Mas o que nos assusta e cria o ambiente certo até ao fim é o som. Aqui devemos agradecer ao lendário Akira Yamaoka e aos criadores, que criam desconforto não só com gritos, mas também com pressão, rangidos, gritos arrepiantes algures ao longe, e até mesmo palavras estranhas que de repente perfuram o silêncio ou enfatizam a loucura em curso.

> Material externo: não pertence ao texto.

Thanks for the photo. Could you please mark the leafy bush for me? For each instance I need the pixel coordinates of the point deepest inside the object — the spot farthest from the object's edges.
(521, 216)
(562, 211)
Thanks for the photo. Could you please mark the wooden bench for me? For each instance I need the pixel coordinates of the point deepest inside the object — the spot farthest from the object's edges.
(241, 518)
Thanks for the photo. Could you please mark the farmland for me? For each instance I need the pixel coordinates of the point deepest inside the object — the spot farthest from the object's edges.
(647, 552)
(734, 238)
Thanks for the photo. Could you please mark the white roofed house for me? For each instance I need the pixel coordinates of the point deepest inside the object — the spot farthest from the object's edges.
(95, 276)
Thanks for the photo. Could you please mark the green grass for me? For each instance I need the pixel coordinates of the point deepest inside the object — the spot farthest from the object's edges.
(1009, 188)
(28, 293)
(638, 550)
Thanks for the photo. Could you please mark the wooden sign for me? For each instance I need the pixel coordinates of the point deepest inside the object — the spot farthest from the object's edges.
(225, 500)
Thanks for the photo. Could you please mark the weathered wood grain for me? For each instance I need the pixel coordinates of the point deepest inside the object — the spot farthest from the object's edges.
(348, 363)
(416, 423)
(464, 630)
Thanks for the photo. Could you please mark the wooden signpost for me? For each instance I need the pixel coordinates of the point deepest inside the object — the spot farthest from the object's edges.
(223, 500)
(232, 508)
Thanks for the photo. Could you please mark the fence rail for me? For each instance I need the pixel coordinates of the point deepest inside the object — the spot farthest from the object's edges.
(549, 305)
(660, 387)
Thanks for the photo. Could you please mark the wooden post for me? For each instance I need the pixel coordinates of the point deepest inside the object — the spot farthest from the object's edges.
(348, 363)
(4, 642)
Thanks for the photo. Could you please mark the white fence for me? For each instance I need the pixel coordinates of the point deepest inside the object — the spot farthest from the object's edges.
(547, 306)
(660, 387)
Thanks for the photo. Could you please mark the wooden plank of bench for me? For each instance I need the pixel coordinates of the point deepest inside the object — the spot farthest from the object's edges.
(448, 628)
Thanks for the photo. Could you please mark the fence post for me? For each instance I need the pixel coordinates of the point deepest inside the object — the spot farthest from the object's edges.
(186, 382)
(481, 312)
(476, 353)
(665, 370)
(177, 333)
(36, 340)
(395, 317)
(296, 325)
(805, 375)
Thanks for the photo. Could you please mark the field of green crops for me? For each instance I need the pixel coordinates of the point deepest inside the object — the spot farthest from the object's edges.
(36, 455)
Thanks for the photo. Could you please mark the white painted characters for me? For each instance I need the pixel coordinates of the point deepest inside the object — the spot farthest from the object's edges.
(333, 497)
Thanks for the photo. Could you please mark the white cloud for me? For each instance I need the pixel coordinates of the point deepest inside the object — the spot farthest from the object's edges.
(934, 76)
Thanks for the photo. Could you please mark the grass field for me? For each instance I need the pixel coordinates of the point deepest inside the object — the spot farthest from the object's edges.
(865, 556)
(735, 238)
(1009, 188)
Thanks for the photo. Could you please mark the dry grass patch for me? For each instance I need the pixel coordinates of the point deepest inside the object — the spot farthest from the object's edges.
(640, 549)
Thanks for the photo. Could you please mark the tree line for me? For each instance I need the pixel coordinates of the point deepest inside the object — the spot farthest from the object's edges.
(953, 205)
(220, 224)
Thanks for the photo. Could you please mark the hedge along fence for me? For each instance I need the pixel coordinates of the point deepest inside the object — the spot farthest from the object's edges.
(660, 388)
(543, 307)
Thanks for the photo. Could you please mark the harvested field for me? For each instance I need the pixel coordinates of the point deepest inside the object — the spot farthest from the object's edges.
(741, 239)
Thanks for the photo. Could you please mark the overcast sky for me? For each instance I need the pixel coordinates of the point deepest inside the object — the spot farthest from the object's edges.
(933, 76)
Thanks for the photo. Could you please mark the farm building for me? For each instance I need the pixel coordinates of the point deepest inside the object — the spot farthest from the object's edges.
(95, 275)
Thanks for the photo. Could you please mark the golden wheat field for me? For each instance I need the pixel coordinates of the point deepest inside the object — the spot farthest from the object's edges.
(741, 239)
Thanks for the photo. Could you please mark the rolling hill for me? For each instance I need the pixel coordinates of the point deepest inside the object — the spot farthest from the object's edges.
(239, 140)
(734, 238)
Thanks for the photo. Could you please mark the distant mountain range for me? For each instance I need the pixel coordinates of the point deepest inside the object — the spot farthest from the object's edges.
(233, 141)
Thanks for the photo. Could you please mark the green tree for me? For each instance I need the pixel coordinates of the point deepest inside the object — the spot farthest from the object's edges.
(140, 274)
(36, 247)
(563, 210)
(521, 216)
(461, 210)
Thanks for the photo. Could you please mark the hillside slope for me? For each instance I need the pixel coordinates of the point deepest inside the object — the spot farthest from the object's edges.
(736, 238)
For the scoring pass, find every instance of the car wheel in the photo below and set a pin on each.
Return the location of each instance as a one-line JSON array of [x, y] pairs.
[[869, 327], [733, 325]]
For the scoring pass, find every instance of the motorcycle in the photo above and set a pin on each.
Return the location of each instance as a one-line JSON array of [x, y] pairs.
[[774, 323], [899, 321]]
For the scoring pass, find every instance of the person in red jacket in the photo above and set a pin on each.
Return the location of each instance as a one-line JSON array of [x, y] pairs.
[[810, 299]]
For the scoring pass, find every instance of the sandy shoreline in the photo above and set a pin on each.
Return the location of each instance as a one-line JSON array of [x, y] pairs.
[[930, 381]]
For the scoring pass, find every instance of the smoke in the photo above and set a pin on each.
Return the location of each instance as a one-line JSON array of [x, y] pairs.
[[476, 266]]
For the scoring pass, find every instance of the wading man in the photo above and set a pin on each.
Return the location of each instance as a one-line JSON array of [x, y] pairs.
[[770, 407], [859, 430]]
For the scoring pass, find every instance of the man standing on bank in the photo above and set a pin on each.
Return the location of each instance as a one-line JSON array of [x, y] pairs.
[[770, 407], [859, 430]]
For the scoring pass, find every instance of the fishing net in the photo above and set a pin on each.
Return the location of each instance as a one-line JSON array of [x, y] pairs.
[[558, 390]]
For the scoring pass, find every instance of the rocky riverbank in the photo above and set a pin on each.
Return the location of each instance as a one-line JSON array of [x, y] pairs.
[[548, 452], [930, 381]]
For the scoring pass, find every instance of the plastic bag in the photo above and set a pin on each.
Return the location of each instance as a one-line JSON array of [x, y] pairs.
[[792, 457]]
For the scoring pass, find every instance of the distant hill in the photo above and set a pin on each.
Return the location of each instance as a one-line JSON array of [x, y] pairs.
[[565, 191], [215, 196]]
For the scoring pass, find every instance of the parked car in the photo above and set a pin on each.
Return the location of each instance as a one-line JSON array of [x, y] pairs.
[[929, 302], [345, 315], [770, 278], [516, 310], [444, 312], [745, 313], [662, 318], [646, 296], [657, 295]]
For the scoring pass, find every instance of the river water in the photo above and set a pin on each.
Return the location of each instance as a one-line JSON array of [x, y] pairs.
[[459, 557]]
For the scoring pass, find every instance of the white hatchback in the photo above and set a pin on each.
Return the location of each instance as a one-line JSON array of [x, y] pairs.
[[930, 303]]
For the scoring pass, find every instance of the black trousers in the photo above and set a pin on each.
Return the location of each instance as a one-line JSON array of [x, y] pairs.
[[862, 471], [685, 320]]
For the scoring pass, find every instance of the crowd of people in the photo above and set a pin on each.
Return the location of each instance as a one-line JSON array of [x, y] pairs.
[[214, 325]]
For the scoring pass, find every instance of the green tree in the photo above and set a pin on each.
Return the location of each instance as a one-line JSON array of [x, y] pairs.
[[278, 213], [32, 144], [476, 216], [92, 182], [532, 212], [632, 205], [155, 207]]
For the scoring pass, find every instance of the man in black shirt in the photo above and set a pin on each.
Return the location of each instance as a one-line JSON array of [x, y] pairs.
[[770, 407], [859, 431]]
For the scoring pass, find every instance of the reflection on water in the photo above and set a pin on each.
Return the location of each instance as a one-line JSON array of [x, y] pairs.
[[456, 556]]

Literalmente: estás a andar pelo edifício, a abrir portas em busca de algo útil (sobretudo kits de primeiros socorros e munições) e, na sala ao lado, uma voz misteriosa pronuncia uma frase sinistra. A primeira vez que uma coisa destas nos deixa boquiabertos, olhamos em volta e tentamos perceber… Em vão tentamos perceber o que acabou de acontecer. E segues pela estrada pavimentada de miséria.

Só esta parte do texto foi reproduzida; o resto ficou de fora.